El domingo pasado, la Feria del Libro de Madrid era un hervidero de deportistas que cruzaban el Retiro haciendo footing entre los amantes de los libros, los que sacan al perro, los que van a que el niño juegue, los que van a ver a sus autores favoritos o a curiosear quién firma y los que aprovechan el fin de semana para dar un paseo y mojarse o cocerse en la naturaleza del parque madrileño. No somos como Maggie Smith en la serie Downton Abey que preguntaba con asombro qué era un fin de semana. Lo sabemos bien.
En uno de los pabellones, el destino y la editorial Páginas de Espuma ha convocado a tres escritoras argentinas. Clara Obligado, a quien admiro y quiero, dice que son hijas de los tiempos que siguieron a ese “boom latinoamericano”, tan masculino, porque hasta hace poco los teóricos dejaban fuera a Elena Garro, que imaginó el realismo mágico. La sombra del boom es alargada. El desierto de Rulfo, la selva o el Caribe de García Márquez. Siempre había en sus textos: un mono, un papagayo, un cocotero y una palmera, añade Clara. Y luego está el Perú de Vargas Llosa que se jodió en aquel bar limeño, La catedral. A Mariana Enríquez los monos le dan asco. La playa donde Magalí Etchebarne iba con su madre está a seis horas de auto y es de espantosa arena negra y gris. Además de que se te hielan los huesos. Latinoamérica son muchos mundos y el lenguaje lo produce el espacio donde se vive.

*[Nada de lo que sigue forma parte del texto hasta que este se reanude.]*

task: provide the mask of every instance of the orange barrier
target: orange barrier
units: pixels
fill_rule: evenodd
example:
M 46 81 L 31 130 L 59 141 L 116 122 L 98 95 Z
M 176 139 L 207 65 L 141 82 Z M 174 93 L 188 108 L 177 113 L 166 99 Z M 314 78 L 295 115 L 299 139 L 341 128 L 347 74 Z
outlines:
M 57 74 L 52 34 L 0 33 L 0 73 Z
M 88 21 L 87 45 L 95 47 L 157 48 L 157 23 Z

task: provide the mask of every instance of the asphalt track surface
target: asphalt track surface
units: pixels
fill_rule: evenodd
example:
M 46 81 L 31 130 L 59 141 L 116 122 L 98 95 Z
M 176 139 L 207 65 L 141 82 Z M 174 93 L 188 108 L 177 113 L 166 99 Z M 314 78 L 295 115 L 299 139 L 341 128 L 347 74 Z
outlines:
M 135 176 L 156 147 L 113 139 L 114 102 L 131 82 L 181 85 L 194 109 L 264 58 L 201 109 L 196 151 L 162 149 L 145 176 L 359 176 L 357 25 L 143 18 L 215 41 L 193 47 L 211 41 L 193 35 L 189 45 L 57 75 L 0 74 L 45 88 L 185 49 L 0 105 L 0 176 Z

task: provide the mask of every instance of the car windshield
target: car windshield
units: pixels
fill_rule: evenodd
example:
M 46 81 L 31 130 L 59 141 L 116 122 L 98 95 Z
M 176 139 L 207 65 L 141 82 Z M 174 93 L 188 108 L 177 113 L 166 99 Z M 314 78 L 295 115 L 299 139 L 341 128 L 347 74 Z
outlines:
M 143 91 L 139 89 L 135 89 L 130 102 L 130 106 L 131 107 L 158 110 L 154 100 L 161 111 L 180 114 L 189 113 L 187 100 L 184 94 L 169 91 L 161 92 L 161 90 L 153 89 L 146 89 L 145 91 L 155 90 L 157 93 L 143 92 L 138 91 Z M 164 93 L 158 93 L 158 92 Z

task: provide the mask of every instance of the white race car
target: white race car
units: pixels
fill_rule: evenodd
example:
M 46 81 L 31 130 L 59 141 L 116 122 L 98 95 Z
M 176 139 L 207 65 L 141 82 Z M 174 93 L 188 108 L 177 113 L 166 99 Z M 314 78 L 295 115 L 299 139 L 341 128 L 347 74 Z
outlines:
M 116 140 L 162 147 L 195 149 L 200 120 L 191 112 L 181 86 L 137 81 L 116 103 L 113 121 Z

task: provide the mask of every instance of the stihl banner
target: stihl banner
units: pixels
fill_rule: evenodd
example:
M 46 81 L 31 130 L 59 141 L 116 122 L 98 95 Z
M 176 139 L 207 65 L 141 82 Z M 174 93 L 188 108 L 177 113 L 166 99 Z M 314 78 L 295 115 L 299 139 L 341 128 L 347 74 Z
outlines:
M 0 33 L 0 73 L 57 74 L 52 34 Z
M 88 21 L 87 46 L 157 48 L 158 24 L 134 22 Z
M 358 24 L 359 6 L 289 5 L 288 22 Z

Ellas tienen la misma música en el habla, distinta a la nuestra, cada país tiene la suya, afirman, además de sus palabras. En Argentina, la heladera es un frigorífico, Andrés Calamararo, en su canción Flaca, guardaba los abriles olvidados en el fondo de un placar, es decir, en un armario empotrado, y la bombacha no es un pantalón de Las mil y una noches, en femenino, sino una braga. Recuerdo que Clara, en su relato Lenguas vivas, no puede creer que alguien tenga en nuestro país una amiga que se llame Conchita Boluda, o que un grifo sea una canilla y no un monstruo mitológico, o que pararse no sea ponerse de pie, sino detenerse. El humor nos salva tantas veces y de tantas cosas. Mariana Enríquez dice que el humor es una forma de pedir perdón en sus textos; ella que los escribe bien terroríficos.
A veces nos reímos de lo que, a simple vista, nos parece prosaico. Me acuerdo de un viaje a China, allá por el final del siglo XX, en un karaoke de Pekín, ocho españoles cantando Eres tú de Mocedades a lo que daba el pulmón. Les dimos la serenata a los vecinos, algunos hasta bajaron en pijama a vernos. Se sentaron con nosotros, se tomaron una cerveza. Ellos ni una palabra de español, ni de inglés; nosotros, en chino, solo gracias. Pero nos comunicamos con risas y canciones: aquella de Madonna, eso es, Like a virgin, tarareo general, o esa de Bruce Springsteen, Born in the USA. A la tarde siguiente, nos fuimos a un restaurante donde solo había carta en chino. No teníamos aún Google traslator para hacerle la foto y traducirla, pero habíamos cantado En la vieja factoría, ia, ia, o, en el parvulario. Así que gruñimos como el cerdo, para pedirlo agridulce, piamos como pollos para pedirlo con almendras y reptamos cual serpientes, para comernos una que nos vino con piel, como un monedero de Gucci, pero al horno, y sabía al pollo del Kentucky.
Lo mejor que tenemos para sobrevivir es el humor, adaptarse bien al medio darwiniano no resulta suficiente. Si ni siquiera esbozamos una sonrisa, nos morimos. Rabelais decía muy sabiamente: “para todos los males te doy la risa”. Incluso, como nos recuerda Milan Kundera en El arte de la novela, Rabelais inventó la palabra alegasta para denominar a los que carecen de sentido del humor, los que no ríen, y los temía. Yo también. El humor salva vidas. Nos une a los otros y nos redime, dándonos otra perspectiva de la realidad.